- A
Pub/Sub → Dataflow → BigQuery
Pub/Sub ingests events, Dataflow streams them to BigQuery, scaling automatically.
- B
Cloud IoT Core → Cloud Functions → BigQuery
Why wrong: Cloud Functions has limits on concurrent executions and may not sustain high throughput.
- C
Cloud IoT Core → Cloud Dataproc → BigQuery
Why wrong: Dataproc adds overhead and is not ideal for streaming ingestion.
- D
Cloud IoT Core → Cloud Storage → BigQuery load jobs
Why wrong: Storage + load is batch, not near-real-time.
Quick Answer
The answer is Pub/Sub → Dataflow → BigQuery. This combination is correct because Pub/Sub acts as a durable, scalable ingestion layer that decouples thousands of IoT devices from downstream processing, while Dataflow’s auto-scaling and exactly-once semantics handle the 10 GB per hour streaming load without manual intervention, writing directly into BigQuery for near-real-time analytics. On the Google Professional Data Engineer exam, this scenario tests your understanding of building a cost-effective IoT data ingestion pipeline that avoids unnecessary intermediate storage or complex orchestration. A common trap is choosing Cloud Storage as a staging layer, which adds latency and cost; the correct path leverages Pub/Sub’s pull-based subscription to buffer bursts and Dataflow’s streaming engine to minimize overhead. Remember the mnemonic “P-D-B” for Pipeline, Decouple, BigQuery—or simply think of it as “ingest, process, analyze” without the middleman.

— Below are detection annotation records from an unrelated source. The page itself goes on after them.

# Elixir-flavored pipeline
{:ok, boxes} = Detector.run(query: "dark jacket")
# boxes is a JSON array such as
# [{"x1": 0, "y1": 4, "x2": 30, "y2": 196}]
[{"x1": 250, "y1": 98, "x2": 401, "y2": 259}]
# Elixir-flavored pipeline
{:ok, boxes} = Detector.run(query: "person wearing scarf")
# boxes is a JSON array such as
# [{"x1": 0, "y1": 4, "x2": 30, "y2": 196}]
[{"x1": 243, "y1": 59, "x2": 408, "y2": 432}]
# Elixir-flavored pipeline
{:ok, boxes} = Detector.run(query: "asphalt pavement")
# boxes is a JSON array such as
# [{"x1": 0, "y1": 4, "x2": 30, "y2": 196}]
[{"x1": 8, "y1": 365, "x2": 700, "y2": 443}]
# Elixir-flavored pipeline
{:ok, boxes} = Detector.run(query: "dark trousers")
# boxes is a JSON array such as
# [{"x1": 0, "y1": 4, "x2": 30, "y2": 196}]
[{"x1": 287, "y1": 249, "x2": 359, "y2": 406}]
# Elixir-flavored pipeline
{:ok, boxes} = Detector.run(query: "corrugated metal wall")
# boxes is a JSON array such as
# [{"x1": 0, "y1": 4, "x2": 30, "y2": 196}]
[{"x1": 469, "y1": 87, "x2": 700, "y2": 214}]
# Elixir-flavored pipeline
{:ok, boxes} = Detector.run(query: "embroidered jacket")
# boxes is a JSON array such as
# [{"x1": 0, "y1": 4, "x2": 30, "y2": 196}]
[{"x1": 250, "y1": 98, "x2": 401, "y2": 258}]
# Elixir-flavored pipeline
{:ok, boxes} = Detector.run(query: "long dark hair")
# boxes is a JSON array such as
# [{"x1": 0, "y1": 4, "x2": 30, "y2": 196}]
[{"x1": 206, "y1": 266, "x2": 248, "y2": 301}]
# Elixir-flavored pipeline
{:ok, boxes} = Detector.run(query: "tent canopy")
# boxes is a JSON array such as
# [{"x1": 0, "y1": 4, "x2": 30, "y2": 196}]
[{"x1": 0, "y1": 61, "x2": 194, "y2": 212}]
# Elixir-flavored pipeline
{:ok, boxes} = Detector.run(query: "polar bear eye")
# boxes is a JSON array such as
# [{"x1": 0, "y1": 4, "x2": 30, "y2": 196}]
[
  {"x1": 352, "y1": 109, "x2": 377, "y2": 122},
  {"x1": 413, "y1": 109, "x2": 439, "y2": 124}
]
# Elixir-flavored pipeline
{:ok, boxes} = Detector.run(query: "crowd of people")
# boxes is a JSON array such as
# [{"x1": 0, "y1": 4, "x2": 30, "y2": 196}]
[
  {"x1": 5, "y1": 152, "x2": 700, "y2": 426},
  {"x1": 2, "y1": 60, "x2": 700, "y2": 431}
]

PDE Designing data processing systems Practice Question
This PDE practice question tests your understanding of designing data processing systems. Read the scenario carefully and evaluate each option against the stated constraints before committing to an answer. After answering, compare your reasoning against the explanation and wrong-answer breakdown below. Once you have made your selection, read the full explanation to reinforce the concept and understand why each distractor is designed to mislead on exam day.
A company wants to ingest IoT sensor data from thousands of devices into BigQuery for near-real-time analytics. The data volume is approximately 10 GB per hour. Which combination of Google Cloud services should they use for a cost-effective and scalable solution?
Answer choices
Why each option matters
Answer the question above first, then reveal the full breakdown to understand why each option is right or wrong.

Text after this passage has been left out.